We do not know exactly what it is that is the origin of this comparative out-performance. Maybe there is an element of survival of the fittest at work. Maybe it is the cultural imperative to strive for educational attainment that yields benefits. Maybe it comes from centuries of belief in a common destiny that has driven Jews to a sense of responsibility for the well-being of their fellows. That has metamorphosed into an interest in service to humanity as a whole. That might explain the emphasis in career choices that speak to this. Maybe it is the tradition of persistence in the face of obstacles knowing that we often have not had a choice but to keep trying when we faced obstacles to our survival? Who knows?

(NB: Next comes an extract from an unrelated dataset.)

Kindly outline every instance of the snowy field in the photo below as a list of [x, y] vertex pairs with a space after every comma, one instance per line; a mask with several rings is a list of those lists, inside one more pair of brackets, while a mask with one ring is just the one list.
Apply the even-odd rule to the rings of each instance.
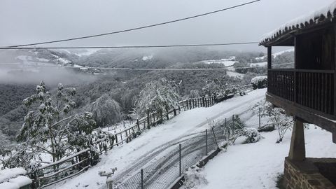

What I know, is that humanity benefits from a precious resource that may be a necessity for the world’s common good, the existence of the Jews. The dynamism of this tiny fraction of the world population deserves to be recognized for what it is, and what it could be, if properly appreciated. It has been interesting to note that a number of Arab countries, formerly sworn enemies, have signed the Abraham Accords so they can draw some benefits from this resource. A word to the wise!